The Story
Why it exists.
The beginning
Tabana takes its name from the Arabic darb ut-tabana, the Milky Road, what Muslim astronomers centuries ago named our galaxy. The reference isn't incidental. Spirit of Kings builds every fragrance as a chapter in something larger, and Tabana is one of the house's earliest and most ambitious entries. The name suggests something ancient, something observed from a distance and then distilled into scent. The 2019 launch brought Christian Provenzano into the house's narrative vocabulary, a perfumer known for compositions that don't soften their edges.

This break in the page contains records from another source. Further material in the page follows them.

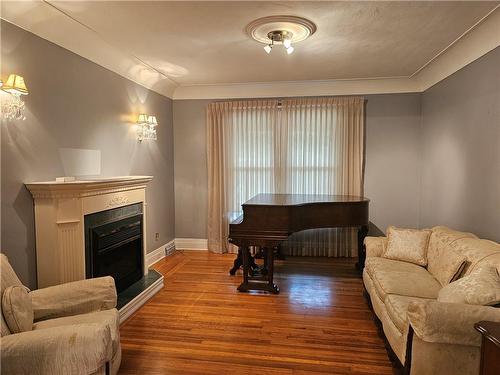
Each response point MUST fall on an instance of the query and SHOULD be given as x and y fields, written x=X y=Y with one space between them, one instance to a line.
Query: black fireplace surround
x=114 y=245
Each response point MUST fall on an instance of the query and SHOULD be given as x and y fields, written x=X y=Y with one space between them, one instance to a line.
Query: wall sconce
x=146 y=127
x=13 y=105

What makes this structure interesting is the tension between metallic and animalic, two notes that could easily collapse into noise but instead hold each other in place. Saffron's iron-like sharpness meets ambergris's salt and warmth, and the leather in between acts as a translator. Without it, you'd have contrast without cohesion. With it, you have something that opens cold and ends close, warm, almost intimate. That's the trick: the pyramid isn't linear, it's a circle.
The evolution
The opening announces itself without apology. Saffron's metallic, almost blood-like quality arrives first, sharp, striking, the kind of top note that demands you pay attention. Cardamom and bergamot try to soften the entrance, but the saffron is having none of it. This phase lasts the first thirty to forty minutes, depending on your skin. Then the leather steps in. Not the suede of a luxury good, the real thing, warm, slightly smoky, almost tactile. The pepper adds a subtle heat underneath without becoming the main event. By hour two, the composition has settled into something that reads as warmth rather than sharpness. This is where Tabana reveals its character: it stops performing and starts being. The drydown is ambergris territory. Present from the start but quiet, it becomes the dominant voice six hours in. The salt, the almost-skin quality, the faint marine sweetness, it rounds the leather into something that feels worn rather than new. On someone who has been wearing it all day, it becomes a second skin. Close. Intimate.
Cultural impact
Tabana sits within the house's Gold Collection alongside pieces that take their names and themes from legend and cosmology. Its reference point, the Milky Way as named by Muslim astronomers, places it in a different cultural register than the typical European leather tradition. Released in 2019, it found its audience among wearers who wanted something with real character rather than safe territory. The composition draws comparisons to Aoud Leather by Montale and Tuscan Leather by Tom Ford, but the ambergris drydown gives Tabana its own territory.